Total Pageviews

Friday, June 03, 2005

DELPHI: Consulting the Oracle

" And thence he (Apollo) came
unto this land of Parnassus
and at his side, with awe revering him
were the children of Hephaestus, preparing the way
and taming the land that once was wilderness
and he was received with honour
by all the people and Delphos, their chieftain-king." Eumenidis

We took a day trip to Delphi yesterday. I've been there many times before, and recall the very first time in 1982, when I went up with a Greek friend, Kos. We arrived at night and took our sleeping bags down on the mountainside. The sky was ablaze with stars, meteorites falling, and a big full moon. Delphi's magic was everywhere. In the morning, when we woke, we were sleeping right near the edge of the deep gorge with a spectacular view of the Corinithian Gulf and the far-away little port of Itea.

On another visit, in '93 I went there with my friend Sylvie. I was sitting on the edge of the path that leads up to the stadium, writing in my journal. When I looked up, I saw HIM coming down the path with his companions. Alexander. Clear as if he was really there. That bright lions mane of hair, wearing a robin's egg blue mantle, his head turned as he laughed and spoke to his friends. He would have been about 18, and just as he'd been after the Battle of Chaironea when he went to Delphi to consult the oracle.

There's been other memorable trips too and especially the ones where I take a friend who has never been there. I'm so sorry Suzaki missed out on it. Maybe another time.

It's the most Sacred site in Greece and was known in antiquity as the 'naval of the earth'.

The oracle at Delphi probably originated during early Mycenaean times when the earth goddes Gaia was worshipped. Later it became a sanctuary of Themis, later Demeter and then Poseidon, but by the end of the Mycenaean peior, Apollo had replaced the other dieties.

Delphi reached its height in the 4th C B.C. when multitudes of pilgrims bearing expensive votive gifts came to ask advice of its oracle. The Delphic oracle was the most powerful in Greece. She was a priestess over 50 yrs of age who sat on a tripod at the entrance to a chasm which emitted vaporous fumes. As she inhaled them, they induced hallucinations and her utterances were translated into verse by a priest, in answer to pilgrim's questions.
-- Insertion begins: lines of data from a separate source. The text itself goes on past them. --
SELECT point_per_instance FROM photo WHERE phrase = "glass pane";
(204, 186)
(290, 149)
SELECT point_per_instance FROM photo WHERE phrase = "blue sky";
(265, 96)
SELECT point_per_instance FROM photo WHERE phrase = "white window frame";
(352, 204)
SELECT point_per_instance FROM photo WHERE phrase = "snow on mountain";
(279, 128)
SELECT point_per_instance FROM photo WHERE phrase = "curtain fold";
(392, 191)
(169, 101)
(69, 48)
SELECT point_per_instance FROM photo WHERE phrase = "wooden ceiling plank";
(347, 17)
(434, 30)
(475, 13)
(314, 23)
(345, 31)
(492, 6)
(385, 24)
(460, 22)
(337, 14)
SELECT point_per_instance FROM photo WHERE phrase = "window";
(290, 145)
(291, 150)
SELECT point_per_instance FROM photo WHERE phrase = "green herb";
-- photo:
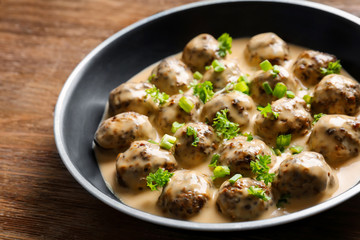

There were several Sacred Wars as various city states fought for control. The Third Sacred War, precipatated between Thebes and the district of Phocis in 356 BC was a chance of Philip II of Macedon to exert power by acting as arbitrator. He ended the conflict but by 339 war broke out again and Philip took the opportunity to bring his formidable army into Greece and defeated a combiined army of Athenians, Thebans and their allies at the Battle of Charionea, thus achieving his goal for control of Greece.

(I have visited the wide plain of Chaironea where this battle was fought. There's a huge stone lion monument there honouring the Theban dead: Alexander, (age 18) leading the right flank of Macedonian cavalry, anhiatlated the 700 man Theben Sacred Band who fought together in pairs to the death. The Athenian orator, Desmothenes was at this battle but beat a cowardly retreat to Athens where he continued his tirades and published pamphlets against the Macedonians until Alexander's time when he was tracked down on the island of Poros and killed.)
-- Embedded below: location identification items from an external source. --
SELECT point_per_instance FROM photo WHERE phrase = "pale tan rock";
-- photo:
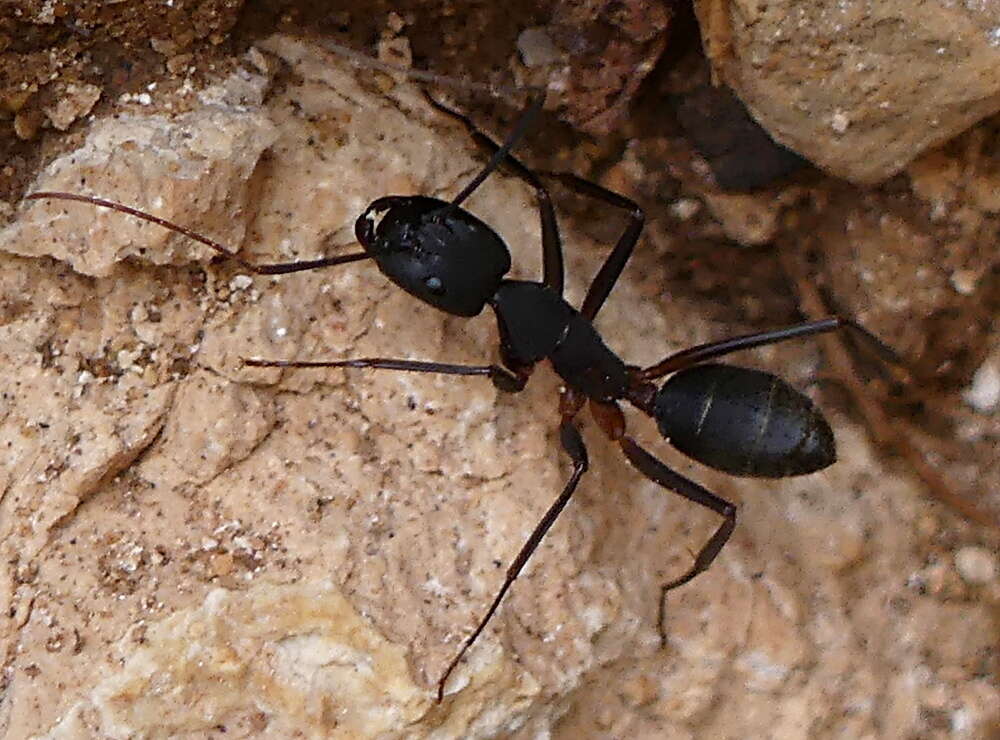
(859, 88)
(280, 552)
(77, 101)
(200, 162)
Ingrid and I arrived just in time to catch the last half-hour of the museum where I got to see my two favorite pieces of sculpture: the beautiful marble statue of Antinoos, beloved of Hadrian who drowned in the Nile and was deified. And the fabulous bronze charioteer commemorating a victory in the Pythian Games 4788 or 474 BC (the games were held every four years like the Olympics).
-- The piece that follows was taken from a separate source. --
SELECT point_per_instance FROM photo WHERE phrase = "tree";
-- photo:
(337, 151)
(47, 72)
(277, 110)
We walked up to the stadium and I swear the path was steeper and the way longer than before!
But we made it and it's worth the effort as it is the best preserved stadium in Greece.

Just as we came down out of the Sacred site, Zeus started rumbling by with his thunder chariot and lightening bolts. By the time we got back into the town it was raining buckets so we had to duck into a shop. In minutes the roadway was ankle deep in a raging torrent. We got soaked, and hid out in a cafe eating pizza while we waited for the bus. We following the storm all the way back to Athens and were two drowned rats by the time we reached home.

Today we went to the Friday street market in Koukaki and later to the Cycladic Museum. Tonight is the big Gemini birthday party at the garden taverna. And tomorrow, a sea cruise to Hydra to check out Leonard Cohen's old haunts.